PUTIN & RUSSIA’S SHARED RESPONSIBILITY3 min read
Of course, Putin is a war criminal.
He must appear before an international tribunal for crimes against humanity. There should be no immunity or time limits.
But it would be a big mistake to see Putin as the main cause of this war.
Putin is only a reflection of the mood prevailing in Russia’s society. It is seriously ill society.
This society is full with hatred for other countries, for the whole free world. This society is striving to impose the so-called “greatness of Russia” by force. And Greatness of Russia is more important to millions of Russians than democracy and their own well-being.
Russian imperialism and disrespect to the values and rules of the civilized world, to human life and freedom were the basis of the communist regime in the USSR. And unfortunately, they did not go anywhere after the fall of this regime.
Putin called the collapse of the communist evil empire and freedom to the peoples enslaved by Moscow, “the greatest geopolitical catastrophe of the twentieth century.” But he is not alone in this perverted view. Millions of Russians believe the same, and in fact the Empire of Evil continues to exist in the form of the Russian Federation.
After the collapse of the Soviet Union in Russia, unfortunately, there was no analogue of Nuremberg and denazification. The murderer of millions of people, Vladimir Lenin, still lies in a mausoleum in centre of Moscow. Another bloody dictator, Stalin, is an idol for Russians and a role model for Putin.
Of course, Russia is an authoritarian state that is becoming more and more totalitarian, and normal sociology is impossible there. But it is a fact that it is the Russian people who have elected Putin president and support his criminal actions.
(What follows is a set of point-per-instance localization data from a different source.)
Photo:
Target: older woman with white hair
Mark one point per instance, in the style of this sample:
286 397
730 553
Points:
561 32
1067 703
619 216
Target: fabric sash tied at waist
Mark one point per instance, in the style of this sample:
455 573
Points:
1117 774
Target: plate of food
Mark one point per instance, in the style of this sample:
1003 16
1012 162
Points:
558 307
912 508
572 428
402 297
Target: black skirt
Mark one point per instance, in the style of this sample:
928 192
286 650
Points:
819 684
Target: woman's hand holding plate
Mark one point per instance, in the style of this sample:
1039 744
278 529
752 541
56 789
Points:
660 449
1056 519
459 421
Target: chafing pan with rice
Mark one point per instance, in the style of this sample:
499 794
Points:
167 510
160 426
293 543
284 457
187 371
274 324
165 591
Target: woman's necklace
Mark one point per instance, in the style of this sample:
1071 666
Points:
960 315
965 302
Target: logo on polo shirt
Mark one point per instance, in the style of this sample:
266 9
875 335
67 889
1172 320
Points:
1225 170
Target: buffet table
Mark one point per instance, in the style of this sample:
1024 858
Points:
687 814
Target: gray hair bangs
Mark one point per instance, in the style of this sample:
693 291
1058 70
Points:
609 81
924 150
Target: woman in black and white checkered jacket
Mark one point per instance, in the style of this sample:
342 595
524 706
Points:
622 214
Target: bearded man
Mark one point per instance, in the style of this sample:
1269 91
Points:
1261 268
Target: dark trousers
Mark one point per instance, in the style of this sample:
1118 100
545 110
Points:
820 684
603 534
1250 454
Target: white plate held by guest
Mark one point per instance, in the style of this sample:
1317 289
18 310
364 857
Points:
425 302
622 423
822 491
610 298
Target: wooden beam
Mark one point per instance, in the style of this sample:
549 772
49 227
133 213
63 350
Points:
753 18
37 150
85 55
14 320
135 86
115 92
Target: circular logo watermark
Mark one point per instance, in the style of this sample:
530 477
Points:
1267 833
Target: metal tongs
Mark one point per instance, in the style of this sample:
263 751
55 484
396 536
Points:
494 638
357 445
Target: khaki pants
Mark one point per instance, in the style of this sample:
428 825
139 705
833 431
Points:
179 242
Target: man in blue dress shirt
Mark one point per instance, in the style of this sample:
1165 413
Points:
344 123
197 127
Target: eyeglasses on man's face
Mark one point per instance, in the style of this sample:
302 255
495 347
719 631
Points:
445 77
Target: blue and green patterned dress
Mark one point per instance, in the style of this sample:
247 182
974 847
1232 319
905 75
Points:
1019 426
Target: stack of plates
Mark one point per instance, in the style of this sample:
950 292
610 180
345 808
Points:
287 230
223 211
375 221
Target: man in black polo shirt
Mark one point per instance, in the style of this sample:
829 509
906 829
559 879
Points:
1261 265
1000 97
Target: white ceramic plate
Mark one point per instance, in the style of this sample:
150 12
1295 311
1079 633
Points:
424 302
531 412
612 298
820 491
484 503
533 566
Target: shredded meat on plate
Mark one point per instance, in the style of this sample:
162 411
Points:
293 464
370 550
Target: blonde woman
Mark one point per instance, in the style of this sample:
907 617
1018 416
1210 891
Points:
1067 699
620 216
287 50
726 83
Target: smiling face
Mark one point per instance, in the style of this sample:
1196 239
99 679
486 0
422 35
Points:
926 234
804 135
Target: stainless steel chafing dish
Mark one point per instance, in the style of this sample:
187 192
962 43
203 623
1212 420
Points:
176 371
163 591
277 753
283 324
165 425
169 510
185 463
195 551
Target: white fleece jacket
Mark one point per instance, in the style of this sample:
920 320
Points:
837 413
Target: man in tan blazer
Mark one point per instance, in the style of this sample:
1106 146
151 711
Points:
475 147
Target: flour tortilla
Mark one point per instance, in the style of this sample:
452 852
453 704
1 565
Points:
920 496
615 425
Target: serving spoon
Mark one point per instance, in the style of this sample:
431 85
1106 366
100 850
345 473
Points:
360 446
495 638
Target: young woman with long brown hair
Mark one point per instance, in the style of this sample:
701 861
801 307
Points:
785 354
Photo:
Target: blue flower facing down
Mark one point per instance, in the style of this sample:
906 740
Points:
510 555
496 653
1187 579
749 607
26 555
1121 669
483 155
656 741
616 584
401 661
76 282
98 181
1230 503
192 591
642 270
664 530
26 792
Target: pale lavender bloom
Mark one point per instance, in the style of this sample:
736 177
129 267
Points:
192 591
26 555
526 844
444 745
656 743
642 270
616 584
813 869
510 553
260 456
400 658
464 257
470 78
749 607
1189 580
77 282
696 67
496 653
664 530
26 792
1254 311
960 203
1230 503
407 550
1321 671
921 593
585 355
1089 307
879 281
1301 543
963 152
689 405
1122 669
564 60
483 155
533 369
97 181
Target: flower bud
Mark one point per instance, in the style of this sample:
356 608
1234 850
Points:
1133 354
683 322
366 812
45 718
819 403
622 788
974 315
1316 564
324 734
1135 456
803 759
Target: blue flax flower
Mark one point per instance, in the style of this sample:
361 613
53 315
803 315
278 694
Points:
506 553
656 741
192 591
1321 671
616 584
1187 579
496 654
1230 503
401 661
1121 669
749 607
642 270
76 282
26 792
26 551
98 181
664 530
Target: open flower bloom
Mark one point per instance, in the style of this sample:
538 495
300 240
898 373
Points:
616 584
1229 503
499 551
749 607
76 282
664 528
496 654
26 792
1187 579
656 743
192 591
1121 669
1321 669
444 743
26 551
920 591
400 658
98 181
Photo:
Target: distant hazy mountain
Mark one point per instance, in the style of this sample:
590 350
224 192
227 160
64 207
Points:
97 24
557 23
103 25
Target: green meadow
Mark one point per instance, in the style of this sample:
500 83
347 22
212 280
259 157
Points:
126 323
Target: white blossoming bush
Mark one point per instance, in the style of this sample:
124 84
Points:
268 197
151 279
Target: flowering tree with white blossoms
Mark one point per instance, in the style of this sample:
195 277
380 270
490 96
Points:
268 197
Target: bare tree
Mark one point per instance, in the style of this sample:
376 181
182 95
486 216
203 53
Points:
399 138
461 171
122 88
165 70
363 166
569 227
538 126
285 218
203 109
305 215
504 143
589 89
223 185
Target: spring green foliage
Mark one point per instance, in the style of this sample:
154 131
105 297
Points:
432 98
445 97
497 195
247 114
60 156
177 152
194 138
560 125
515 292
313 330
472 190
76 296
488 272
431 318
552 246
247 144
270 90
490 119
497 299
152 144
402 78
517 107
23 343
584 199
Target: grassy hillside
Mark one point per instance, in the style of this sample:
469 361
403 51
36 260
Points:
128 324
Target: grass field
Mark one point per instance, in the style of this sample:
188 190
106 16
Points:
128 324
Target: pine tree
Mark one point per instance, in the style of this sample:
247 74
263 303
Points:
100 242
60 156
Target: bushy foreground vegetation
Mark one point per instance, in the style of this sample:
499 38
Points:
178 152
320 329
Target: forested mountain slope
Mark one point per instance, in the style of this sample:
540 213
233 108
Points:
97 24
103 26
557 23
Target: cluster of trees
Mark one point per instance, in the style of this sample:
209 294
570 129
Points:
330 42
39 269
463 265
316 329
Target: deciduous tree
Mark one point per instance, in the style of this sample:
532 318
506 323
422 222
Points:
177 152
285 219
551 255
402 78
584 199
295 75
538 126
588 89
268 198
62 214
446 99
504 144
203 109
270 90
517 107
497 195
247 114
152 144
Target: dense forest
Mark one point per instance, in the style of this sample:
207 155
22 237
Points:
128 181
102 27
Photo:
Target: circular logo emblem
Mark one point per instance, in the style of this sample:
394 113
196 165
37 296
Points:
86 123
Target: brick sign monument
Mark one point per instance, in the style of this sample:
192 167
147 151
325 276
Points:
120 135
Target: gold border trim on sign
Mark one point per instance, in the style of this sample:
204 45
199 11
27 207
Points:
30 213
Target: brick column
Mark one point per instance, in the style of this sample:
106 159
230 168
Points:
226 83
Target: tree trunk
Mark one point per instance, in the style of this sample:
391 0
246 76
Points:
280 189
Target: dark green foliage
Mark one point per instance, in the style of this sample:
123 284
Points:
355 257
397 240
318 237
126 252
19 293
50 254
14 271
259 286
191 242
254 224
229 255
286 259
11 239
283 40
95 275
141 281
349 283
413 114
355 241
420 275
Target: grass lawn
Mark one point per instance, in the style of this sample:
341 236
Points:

Most Russians supported Russian aggression and the occupation of Georgia and Moldova. Similarly, eight years ago, most Russians supported Russia’s invasion of Ukraine, the annexation of Crimea, and the occupation of Donbass.
And even now, when the Russian military is destroying peaceful Ukrainian cities and killing thousands of civilian Ukrainians, most Russians support their Führer and the biggest post-World War II war in Europe.
After all, when Russian soldiers drop bombs on hospitals and kindergartens, shoot buses with refugees, kill women and children in captured cities and villages, and shoot priests and teachers, this cannot be explained by Putin’s orders alone.
And even that part of the Russians who do not show open support for Putin, but do nothing to stop the crimes of their country in Ukraine, are also responsible for these crimes.
It should be very clear that this is not just a war of Putin, it is a war of Russia, the Russians against Ukraine and against the whole civilized world. Not only Putin, but all of Russia and its citizens must be held accountable for the crimes committed by their state and army.
The world must unite to isolate the evil empire, not give it a penny, impose the toughest possible sanctions, and provide Ukraine with everything it needs to fight back, including state-of-the-art weapons.
We must all win this war together. Then we have to force Russia not only to bring Putin and other war criminals to international tribunal, but also to ensure the de-imperialization of Russia — condemning its aggressive anti-human policies, overcoming the imperial legacy.
The Russians have to go through a long and tough process, similar to denazification in post-war Germany. Only then is there a chance to end the Russian evil empire forever.